The film makes a smart choice to focus on the end of Judy Garland’s short life: her last gasp residency performances in London before she tragically died of a pill overdose. Still, the audience gets some flashbacks of Judy’s life growing up under a very high pressure spotlight. These moments satisfy the desire to see the spunky, doe-eyed Judy of the Wizard of Oz era (played with a delicate touch by actress Darci Shaw). These brief flashbacks don’t serve to show how Judy came to fame (the film assumes the audience knows Judy Garland’s full ouvre and songbook already), but how Judy’s self destruction and addiction was ingrained mostly in the choices adults made for her.
She’s shown being given pills to make her way through long rehearsals, and then more pills to get to sleep. She’s also not allowed to eat hamburgers or cake in scenes where her male counterparts scarf them down. She’s also shown being pressured (and sexually harassed) by the film studio powerhouse Louis B. Meyer. These flashbacks are sprinkled in thoughtfully – they’re also well-performed – but their point hits the audience like a sledgehammer.
The utter lack of subtlety is also on display on the main plot.
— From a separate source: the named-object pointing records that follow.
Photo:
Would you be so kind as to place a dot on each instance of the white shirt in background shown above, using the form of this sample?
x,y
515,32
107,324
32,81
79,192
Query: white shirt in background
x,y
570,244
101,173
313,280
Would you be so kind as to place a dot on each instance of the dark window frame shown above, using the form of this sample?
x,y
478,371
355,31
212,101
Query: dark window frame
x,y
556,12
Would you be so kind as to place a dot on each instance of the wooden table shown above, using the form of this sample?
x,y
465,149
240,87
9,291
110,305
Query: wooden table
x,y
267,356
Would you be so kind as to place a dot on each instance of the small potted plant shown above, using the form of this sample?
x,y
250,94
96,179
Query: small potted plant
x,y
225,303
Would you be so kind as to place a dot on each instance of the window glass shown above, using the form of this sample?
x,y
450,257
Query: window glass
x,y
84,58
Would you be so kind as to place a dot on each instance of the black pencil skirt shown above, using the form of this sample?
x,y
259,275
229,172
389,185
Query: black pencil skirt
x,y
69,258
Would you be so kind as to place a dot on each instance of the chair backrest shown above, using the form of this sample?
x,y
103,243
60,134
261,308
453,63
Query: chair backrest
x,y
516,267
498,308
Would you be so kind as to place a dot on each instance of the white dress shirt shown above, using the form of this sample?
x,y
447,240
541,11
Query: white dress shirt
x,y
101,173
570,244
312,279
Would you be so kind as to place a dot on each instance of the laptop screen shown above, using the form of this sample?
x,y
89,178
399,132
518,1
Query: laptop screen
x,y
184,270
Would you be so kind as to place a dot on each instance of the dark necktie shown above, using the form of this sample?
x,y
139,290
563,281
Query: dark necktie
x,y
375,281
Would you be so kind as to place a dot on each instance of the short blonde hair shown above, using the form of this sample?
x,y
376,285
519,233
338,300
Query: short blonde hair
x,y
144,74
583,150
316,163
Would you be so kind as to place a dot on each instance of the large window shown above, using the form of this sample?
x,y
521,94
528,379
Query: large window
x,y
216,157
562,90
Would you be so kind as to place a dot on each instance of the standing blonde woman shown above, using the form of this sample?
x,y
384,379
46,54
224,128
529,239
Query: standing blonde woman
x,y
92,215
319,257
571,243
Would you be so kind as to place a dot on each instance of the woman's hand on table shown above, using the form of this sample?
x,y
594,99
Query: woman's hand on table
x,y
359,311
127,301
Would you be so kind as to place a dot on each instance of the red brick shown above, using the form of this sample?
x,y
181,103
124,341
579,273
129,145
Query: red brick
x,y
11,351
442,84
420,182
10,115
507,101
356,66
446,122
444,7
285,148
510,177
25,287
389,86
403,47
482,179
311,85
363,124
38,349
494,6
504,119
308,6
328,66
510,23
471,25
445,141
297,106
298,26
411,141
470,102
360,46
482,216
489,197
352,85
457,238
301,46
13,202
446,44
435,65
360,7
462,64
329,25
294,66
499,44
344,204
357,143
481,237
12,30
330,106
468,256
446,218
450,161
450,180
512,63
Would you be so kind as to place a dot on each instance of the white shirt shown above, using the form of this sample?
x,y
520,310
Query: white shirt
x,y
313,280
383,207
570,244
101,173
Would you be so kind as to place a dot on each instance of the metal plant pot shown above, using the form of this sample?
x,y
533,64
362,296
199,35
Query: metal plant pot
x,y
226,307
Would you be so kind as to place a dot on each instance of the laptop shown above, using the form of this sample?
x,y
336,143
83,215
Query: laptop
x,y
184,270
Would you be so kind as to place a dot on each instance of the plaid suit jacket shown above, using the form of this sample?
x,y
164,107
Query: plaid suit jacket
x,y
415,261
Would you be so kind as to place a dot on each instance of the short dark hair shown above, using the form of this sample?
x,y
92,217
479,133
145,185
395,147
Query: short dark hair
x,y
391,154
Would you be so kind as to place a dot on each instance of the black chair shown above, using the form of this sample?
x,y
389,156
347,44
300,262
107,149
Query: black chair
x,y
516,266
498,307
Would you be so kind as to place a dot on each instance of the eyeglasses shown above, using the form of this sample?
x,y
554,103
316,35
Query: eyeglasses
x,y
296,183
Judy goes to London, in an attempt to revive her career and get custody of her young children, but the plot drags the same tropes are repeated. The film takes some corny turns as Judy’s only friends in life (theatre assistant Rosalyn and orchestra director Burt) look over her like guardian angels when they’re her paid help. There is also a moment in the film that starts very sweet and then turns sappy: when Judy’s only fans waiting at her stage door are an older gay male couple who obviously adore her, so she joins them in their home for dinner. It’s a nice escape for Judy from the spotlights and it’s a moment for Judy to express her gay rights stance, but then these men get turned from real people into a caricature. The heavy-handedness may be due to the fact that the film is directed by Rupert Goold (who’s known much more for his stage direction than screen), whose attentions and energy shine most brightly on Zellweger and her stage performances as Judy.
The film is littered with just decent supporting performances, like Finn Wittrock, who plays Judy’s fifth and final husband Mickey Deans. Wittrock is handsome and charming, but unfortunately he and Renee have a forced inauthentic chemistry.
Perhaps this is because all of the energy goes to Renee, and at least and she doesn’t disappoint. She plays Judy with a raw desire to be liked, masked by the drive to be the consummate performer. Her mannerisms and facial expressions (which are without prosthetics) feel so authentic alongside the fact that she fully becomes Judy: she sings all the songs herself, no lip syncing, and she’s good. Really good. The stage performances as riveting and don’t come off as mere imitation. All the lead actress awards seem destined for Renee in this performance and they are fully earned. It is truly a performance that hopefully will lead to a Reneeassaince because even with her years out of the limelight, she hasn’t lost her star power.